Abstract
Background. Untreated human immunodeficiency virus (HIV) infection is associated with changes in blood lipids, inflammation, thrombotic activity, and increased risk for cardiovascular disease. Methods. We studied high-density lipoprotein particle (HDL p) concentrations and inflammatory (high-sensitivity C-reactive protein [hsCRP] and interleukin [IL] 6), endothelial activation (E-selectin and soluble intercellular adhesion molecule-1 [sICAM-1]), and thrombotic (fibrinogen and D-dimer) biomarkers in a group of 32 untreated HIV-infected and 29 uninfected persons. Differences in the levels of blood lipids and biomarkers by HIV status were examined before and after adjustment for age, sex, race/ethnicity, smoking status, body mass index, and the presence of hepatitis C. Results.
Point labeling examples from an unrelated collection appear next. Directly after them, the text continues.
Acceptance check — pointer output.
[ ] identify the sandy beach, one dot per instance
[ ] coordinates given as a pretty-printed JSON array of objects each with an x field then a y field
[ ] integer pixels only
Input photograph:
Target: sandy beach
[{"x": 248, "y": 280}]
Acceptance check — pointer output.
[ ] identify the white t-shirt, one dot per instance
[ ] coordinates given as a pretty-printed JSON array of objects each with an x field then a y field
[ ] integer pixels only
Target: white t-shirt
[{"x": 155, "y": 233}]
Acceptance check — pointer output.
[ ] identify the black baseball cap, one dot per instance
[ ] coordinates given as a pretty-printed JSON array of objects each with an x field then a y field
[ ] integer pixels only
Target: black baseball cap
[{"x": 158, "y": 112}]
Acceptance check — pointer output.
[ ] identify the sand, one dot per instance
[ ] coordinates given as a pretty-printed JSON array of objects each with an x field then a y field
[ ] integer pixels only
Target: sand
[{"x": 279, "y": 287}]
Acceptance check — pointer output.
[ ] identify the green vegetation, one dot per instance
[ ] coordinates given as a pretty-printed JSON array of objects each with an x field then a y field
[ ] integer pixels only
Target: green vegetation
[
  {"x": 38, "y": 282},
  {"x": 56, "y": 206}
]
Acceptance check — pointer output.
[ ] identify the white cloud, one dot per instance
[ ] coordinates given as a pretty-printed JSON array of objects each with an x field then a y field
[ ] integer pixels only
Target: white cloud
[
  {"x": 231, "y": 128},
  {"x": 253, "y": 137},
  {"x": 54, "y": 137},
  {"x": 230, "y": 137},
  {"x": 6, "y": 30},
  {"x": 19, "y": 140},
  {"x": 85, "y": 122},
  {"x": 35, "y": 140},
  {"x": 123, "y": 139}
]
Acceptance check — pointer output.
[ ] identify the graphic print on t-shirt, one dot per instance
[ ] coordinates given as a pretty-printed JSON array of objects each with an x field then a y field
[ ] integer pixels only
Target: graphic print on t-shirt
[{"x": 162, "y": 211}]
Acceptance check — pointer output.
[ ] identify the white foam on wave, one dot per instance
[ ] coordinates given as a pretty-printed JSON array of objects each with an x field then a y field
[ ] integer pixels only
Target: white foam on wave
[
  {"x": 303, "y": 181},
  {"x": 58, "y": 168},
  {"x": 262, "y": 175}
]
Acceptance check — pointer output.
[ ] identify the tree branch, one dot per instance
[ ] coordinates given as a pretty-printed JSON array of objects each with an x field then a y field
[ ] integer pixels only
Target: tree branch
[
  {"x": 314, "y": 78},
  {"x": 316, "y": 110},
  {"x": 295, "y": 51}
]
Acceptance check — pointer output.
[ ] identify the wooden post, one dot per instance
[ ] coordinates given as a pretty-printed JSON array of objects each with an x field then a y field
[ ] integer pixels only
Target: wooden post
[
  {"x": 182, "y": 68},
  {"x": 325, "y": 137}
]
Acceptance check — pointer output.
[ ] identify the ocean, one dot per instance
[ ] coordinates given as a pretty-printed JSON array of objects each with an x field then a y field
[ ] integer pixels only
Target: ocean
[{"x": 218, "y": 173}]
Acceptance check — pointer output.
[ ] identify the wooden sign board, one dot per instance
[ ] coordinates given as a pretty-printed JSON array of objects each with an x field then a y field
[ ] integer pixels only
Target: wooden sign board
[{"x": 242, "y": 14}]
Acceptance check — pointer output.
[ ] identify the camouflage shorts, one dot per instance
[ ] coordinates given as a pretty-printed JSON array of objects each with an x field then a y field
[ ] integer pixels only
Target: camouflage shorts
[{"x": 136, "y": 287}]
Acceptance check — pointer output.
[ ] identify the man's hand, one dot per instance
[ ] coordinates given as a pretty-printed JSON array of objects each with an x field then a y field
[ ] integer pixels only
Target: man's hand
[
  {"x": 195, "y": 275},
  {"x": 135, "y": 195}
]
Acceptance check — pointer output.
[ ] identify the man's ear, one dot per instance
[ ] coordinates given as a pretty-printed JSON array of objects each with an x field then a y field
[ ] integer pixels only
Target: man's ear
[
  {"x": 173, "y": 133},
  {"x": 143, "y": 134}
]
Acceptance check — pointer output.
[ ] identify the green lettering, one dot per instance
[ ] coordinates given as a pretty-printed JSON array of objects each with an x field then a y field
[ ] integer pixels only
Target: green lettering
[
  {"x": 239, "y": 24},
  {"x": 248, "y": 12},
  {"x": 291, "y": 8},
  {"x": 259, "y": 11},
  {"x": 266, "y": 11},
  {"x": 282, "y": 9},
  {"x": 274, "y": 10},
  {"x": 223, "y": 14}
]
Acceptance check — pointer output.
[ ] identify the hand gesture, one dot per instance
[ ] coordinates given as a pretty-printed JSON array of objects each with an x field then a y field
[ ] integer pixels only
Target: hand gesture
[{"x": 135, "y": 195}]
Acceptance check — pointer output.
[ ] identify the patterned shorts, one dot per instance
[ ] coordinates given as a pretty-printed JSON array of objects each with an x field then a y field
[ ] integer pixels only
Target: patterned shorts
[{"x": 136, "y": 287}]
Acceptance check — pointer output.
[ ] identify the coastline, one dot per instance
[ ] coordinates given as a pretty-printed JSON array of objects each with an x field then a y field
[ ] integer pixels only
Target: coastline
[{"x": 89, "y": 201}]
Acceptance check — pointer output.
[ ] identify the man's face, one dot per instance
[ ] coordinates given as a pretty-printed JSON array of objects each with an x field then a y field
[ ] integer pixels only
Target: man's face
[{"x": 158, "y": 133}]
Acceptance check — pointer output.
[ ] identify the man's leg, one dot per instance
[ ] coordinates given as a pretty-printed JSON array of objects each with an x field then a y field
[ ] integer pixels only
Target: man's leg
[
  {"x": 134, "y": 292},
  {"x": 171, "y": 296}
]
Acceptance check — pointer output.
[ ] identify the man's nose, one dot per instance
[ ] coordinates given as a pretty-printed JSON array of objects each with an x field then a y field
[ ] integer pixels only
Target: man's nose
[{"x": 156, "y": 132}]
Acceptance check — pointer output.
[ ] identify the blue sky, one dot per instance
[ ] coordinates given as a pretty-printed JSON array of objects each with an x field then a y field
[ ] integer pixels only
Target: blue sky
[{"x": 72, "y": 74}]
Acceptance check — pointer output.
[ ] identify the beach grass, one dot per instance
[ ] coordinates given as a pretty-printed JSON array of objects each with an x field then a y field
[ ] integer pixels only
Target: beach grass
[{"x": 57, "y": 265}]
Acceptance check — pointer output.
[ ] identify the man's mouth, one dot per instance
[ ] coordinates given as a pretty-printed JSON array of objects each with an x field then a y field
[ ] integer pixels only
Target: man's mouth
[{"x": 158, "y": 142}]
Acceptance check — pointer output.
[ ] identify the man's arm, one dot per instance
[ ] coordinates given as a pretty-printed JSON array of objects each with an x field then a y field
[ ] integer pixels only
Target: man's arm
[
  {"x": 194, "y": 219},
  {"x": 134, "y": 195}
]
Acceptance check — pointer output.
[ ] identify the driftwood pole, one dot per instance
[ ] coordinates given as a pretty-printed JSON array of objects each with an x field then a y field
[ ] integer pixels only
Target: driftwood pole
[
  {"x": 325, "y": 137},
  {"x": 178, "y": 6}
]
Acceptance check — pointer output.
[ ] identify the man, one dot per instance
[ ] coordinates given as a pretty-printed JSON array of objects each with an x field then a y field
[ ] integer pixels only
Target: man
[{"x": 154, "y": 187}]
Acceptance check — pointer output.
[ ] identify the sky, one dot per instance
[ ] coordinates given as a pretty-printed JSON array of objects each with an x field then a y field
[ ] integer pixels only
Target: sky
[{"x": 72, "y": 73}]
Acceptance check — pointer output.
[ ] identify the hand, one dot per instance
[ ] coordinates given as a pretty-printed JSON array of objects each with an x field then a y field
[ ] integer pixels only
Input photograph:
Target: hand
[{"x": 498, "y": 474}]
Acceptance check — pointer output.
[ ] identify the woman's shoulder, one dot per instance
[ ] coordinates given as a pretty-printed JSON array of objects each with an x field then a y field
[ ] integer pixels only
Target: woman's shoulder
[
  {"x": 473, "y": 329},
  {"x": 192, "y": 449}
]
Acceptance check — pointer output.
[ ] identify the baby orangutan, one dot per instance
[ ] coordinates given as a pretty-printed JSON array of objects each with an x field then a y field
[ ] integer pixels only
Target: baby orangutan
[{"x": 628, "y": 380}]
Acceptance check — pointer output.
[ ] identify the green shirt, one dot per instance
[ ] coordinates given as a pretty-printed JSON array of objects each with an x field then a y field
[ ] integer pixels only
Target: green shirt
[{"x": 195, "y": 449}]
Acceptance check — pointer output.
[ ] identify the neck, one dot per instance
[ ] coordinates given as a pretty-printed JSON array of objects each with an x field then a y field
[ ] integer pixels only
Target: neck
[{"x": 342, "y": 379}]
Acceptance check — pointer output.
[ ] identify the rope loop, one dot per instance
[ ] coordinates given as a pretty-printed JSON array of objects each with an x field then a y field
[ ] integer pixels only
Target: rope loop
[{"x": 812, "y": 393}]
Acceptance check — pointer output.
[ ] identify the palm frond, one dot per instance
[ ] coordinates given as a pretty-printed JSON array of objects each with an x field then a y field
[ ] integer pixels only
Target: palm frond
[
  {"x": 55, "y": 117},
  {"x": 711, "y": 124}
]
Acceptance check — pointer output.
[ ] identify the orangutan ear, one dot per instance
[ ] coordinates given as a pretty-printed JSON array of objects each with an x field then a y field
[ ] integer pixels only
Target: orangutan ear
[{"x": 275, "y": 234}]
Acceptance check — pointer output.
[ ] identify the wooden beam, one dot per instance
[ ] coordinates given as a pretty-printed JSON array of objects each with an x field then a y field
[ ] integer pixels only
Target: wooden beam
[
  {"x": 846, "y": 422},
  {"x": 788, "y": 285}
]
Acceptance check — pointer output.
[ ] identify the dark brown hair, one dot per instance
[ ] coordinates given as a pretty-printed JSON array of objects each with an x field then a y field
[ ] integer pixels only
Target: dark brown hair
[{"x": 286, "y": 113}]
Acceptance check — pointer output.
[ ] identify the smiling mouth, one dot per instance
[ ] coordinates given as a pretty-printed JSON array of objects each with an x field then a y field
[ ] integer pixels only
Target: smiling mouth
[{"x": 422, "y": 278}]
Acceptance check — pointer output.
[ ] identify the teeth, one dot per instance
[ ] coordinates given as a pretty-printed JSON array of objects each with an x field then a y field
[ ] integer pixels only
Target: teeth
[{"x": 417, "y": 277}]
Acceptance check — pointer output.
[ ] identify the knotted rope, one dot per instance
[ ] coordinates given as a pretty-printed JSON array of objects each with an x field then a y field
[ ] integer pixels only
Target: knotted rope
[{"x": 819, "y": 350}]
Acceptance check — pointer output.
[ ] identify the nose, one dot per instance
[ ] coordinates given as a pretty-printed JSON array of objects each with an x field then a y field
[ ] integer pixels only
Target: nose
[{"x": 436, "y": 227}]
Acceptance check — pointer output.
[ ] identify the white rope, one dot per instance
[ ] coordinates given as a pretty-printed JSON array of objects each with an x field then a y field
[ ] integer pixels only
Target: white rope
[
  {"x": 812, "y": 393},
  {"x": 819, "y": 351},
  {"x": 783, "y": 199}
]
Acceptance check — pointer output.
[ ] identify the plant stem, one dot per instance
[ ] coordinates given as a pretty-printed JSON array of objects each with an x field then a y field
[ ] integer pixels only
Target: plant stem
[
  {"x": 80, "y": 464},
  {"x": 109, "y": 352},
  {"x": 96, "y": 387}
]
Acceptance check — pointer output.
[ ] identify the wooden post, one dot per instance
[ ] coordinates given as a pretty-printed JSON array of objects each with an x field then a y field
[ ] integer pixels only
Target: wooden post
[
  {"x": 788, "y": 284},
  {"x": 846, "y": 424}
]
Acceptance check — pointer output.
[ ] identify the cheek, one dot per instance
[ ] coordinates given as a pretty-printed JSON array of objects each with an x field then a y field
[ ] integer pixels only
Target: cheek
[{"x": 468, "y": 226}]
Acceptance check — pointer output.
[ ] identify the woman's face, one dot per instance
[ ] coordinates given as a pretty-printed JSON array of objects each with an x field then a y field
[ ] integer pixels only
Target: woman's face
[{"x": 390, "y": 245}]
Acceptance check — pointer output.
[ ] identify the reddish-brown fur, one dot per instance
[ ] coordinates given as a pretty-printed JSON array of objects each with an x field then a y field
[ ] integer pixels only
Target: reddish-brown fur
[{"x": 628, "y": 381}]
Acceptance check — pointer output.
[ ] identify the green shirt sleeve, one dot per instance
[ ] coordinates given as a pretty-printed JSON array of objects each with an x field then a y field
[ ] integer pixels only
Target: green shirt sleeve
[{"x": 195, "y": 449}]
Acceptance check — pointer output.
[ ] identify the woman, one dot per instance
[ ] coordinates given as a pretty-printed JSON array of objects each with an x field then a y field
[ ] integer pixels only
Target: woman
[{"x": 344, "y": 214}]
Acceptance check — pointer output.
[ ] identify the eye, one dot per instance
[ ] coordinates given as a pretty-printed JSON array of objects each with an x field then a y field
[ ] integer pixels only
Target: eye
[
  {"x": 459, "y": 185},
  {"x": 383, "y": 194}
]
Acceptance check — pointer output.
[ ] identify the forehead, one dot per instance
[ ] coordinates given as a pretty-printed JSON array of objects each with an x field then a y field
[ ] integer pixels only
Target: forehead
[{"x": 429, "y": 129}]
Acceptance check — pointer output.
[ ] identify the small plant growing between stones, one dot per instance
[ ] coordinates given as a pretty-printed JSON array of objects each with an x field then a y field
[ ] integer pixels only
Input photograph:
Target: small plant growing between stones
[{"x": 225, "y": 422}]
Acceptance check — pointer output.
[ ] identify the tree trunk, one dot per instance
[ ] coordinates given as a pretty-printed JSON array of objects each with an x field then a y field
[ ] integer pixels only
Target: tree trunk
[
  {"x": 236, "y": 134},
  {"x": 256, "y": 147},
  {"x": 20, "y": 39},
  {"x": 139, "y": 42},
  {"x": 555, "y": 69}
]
HIV-infected participants, compared with uninfected participants, had lower HDL cholesterol (HDLc) levels (-26%) and HDLp numbers (-21%), with reductions in large (-50%) and small (-20%) HDLp, specifically (P≤.01 for all). A trend was present for higher total cholesterol (P = .15) and triglyceride levels (P = .11) among individuals with HIV infection. Levels of IL-6, sICAM-1, and D-dimer were 65%-70% higher in HIV-infected participants (P≤ .02 for all). Covariate adjustment did not diminish these associations. For HIV-infected participants, total and small HDLp (respectively) tended to correlate inversely with levels of IL-6 (P = .08 and P = .02), sICAM-1 (P<.01 for both) and D-dimer (P = .03 and P<.01). Conclusions. Persons with untreated HIV infection have lower HDLp (primarily large and small HDLp) and higher IL-6, sICAM-1, and D-dimer levels, and the relationship of these markers to HIV-mediated atherosclerotic risk requires further study.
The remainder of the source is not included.